1. JUROS REMUNERATÓRIOS.
Relativamente aos juros remuneratórios estabelecidos nos contratos bancários e sua limitação, esta Câmara posicionou-se em consonância com o entendimento sedimentado pelo STJ, que, com o advento da Lei n. 4.595/1964, diploma que disciplina de forma especial o Sistema Financeiro Nacional e suas instituições, restou afastada a incidência da Lei de Usura, tendo ficado delegado ao Conselho Monetário Nacional poderes normativos para limitar as referidas taxas, salvo as exceções legais.
Inclusive, a Súmula n° 596/STF dispõe que: “As disposições do Decreto nº 22.626/33 não se aplicam às taxas de juros e aos outros encargos cobrados nas operações realizadas por instituições públicas ou privadas, que integram o sistema financeiro nacional”.
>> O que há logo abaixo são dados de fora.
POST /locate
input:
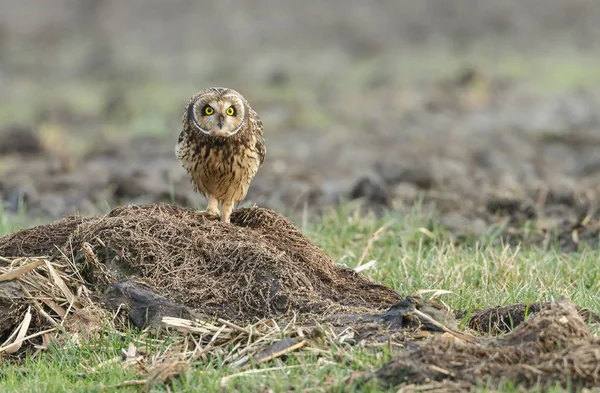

O STJ já sedimentou a matéria, no sentido de que a estipulação dos juros remuneratórios em percentual acima de 12% ao ano não indica abusividade.
Esse posicionamento, inclusive, ensejou a formulação da Súmula 382, in verbis:
A estipulação de juros remuneratórios superiores a 12% ao ano, por si só, não indica abusividade.
Cito precedentes:
AGRAVO REGIMENTAL NO RECURSO ESPECIAL. AÇÃO REVISIONAL. CONTRATO DE FINANCIAMENTO. JUROS REMUNERATÓRIOS. SÚMULA N° 382/STJ.
CAPITALIZAÇÃO DE JUROS. JUROS COMPOSTOS. MORA CONFIGURADA.
1. "A estipulação de juros remuneratórios superiores a 12% ao ano, por si só, não indica abusividade" (Súmula n° 382/STJ).
2. "A capitalização dos juros em periodicidade inferior à anual deve vir pactuada de forma expressa e clara. A previsão no contrato bancário de taxa de juros anual superior ao duodécuplo da mensal é suficiente para permitir a cobrança da taxa efetiva anual contratada" (2ª Seção, REsp 973.827/RS, Rel. p/ acórdão Ministra Maria Isabel Gallotti, DJe de 24.9.2012). No caso dos autos, houve previsão de taxa mensal de 1,80%, e de taxa efetiva anual de 23,91% (fl. 276). Dessa forma, legítima a cobrança da taxa efetiva anual de juros remuneratórios, tal como convencionada.
3. O reconhecimento da cobrança indevida dos encargos exigidos no período da normalidade contratual descaracteriza a mora do devedor.
No presente caso, contudo, os encargos discutidos em Juízo para o período da adimplência são regulares, resultando que a cobrança, sob esse aspecto, faz-se sobre valores realmente devidos, não havendo motivo para afastar tais consectários, que também estão harmônicos com os parâmetros admitidos pelo STJ.
4. Agravo regimental a que se nega provimento.
(AgRg no REsp 1295204/RS, Rel. Ministra MARIA ISABEL GALLOTTI, QUARTA TURMA, julgado em 15/08/2013, DJe 22/08/2013)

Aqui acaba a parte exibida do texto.